Rather than simply having more access into our own mind, our simulation is unique in that it can alter our mind, leading to a feedback loop.
“In constructing a model of someone else’s mind, there is no direct mechanism for that model to alter the other person’s mind. The loop is open, not closed. There is no resonance. But in constructing a model of your own mind, the model alters the thing that it depicts. The model is both a perceptual representation and an executive controller. It is a description and an actor.”
What purpose does this ability serve?
“If you can better predict that person’s behavior, then you can choose your actions more effectively, survive more effectively, and pass on genes more effectively. Likewise, if you understand your own attentional state, you can better predict and guide your own behavior. Awareness has an evolutionary advantage. It has a use.”
But like many human capacities the modeling of attention and awareness can go awry.
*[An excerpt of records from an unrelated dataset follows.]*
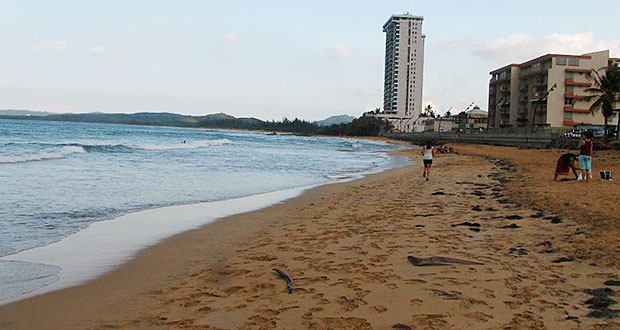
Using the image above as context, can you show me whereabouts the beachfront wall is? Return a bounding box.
[385,129,560,148]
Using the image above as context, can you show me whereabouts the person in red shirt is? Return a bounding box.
[577,131,594,183]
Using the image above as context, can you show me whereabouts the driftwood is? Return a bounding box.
[273,268,293,293]
[407,256,483,267]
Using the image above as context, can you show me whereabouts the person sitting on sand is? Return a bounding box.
[553,152,579,181]
[577,131,594,183]
[422,141,435,181]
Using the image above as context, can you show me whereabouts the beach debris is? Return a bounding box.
[452,221,480,233]
[584,296,616,309]
[407,256,483,267]
[499,223,521,229]
[471,190,487,197]
[584,288,620,319]
[431,289,461,300]
[452,221,480,227]
[273,268,293,294]
[543,216,562,223]
[583,288,616,297]
[508,247,530,256]
[551,257,575,264]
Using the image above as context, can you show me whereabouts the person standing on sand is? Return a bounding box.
[422,141,435,181]
[553,152,579,181]
[577,131,594,183]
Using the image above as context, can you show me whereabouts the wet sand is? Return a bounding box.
[0,146,620,329]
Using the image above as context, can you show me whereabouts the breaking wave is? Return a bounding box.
[0,139,232,164]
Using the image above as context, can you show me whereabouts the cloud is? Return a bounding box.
[88,46,108,55]
[327,44,353,59]
[437,38,475,50]
[473,32,620,62]
[34,40,77,52]
[220,32,239,44]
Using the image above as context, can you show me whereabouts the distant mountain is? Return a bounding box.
[0,110,52,116]
[316,115,357,126]
[3,110,264,129]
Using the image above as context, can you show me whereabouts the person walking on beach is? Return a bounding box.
[553,152,579,181]
[422,141,435,181]
[577,131,594,183]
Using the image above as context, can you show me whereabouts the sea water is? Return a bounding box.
[0,119,406,304]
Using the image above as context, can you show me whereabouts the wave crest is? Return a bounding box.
[0,146,86,164]
[0,139,232,164]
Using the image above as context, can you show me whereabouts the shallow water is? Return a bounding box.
[0,119,406,300]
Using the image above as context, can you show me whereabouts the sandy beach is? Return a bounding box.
[0,145,620,329]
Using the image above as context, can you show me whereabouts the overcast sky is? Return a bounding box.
[0,0,620,120]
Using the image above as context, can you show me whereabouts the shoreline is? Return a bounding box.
[0,146,618,329]
[0,144,407,306]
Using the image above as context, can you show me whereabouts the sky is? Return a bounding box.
[0,0,620,120]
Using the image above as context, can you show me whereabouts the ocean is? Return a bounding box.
[0,119,407,303]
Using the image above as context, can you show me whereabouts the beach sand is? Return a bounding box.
[0,145,620,329]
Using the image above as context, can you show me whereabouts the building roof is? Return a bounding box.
[489,50,609,74]
[383,13,424,30]
[465,106,487,118]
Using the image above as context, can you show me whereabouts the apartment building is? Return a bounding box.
[375,13,426,132]
[489,50,617,128]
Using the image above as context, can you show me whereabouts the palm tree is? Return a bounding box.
[580,64,620,138]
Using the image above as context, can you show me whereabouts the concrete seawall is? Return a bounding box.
[385,133,563,148]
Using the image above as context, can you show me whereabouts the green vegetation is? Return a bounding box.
[581,64,620,138]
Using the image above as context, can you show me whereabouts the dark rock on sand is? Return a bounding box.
[508,247,530,256]
[452,221,480,227]
[543,216,562,223]
[499,223,521,229]
[583,288,620,319]
[584,296,616,309]
[551,257,575,264]
[586,308,620,319]
[407,256,483,267]
[583,288,616,297]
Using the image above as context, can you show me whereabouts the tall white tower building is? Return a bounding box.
[380,13,426,132]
“Suppose you attribute awareness to a puppet, or a tree, or an imagined ghost. In that case, the awareness is misapplied. If awareness is a model of attention, and attention is a property of a brain, then attributing awareness to a thing that has no brain is a misuse of the skill.”
“Take the case of the human foot. It evolved in a way that makes it good for walking and running. But is the purpose of a foot to help us walk and run? If I use my foot for some other reason, am I violating an evolutionary purpose? Am I guilty of a transgression? Hardly. People use feet in a great variety of opportunistic ways. We tap rhythms, we kick each other, we use our feet to showcase fashionable shoes, we tickle a child’s feet as a part of social interaction. These have nothing to do with walking or running.”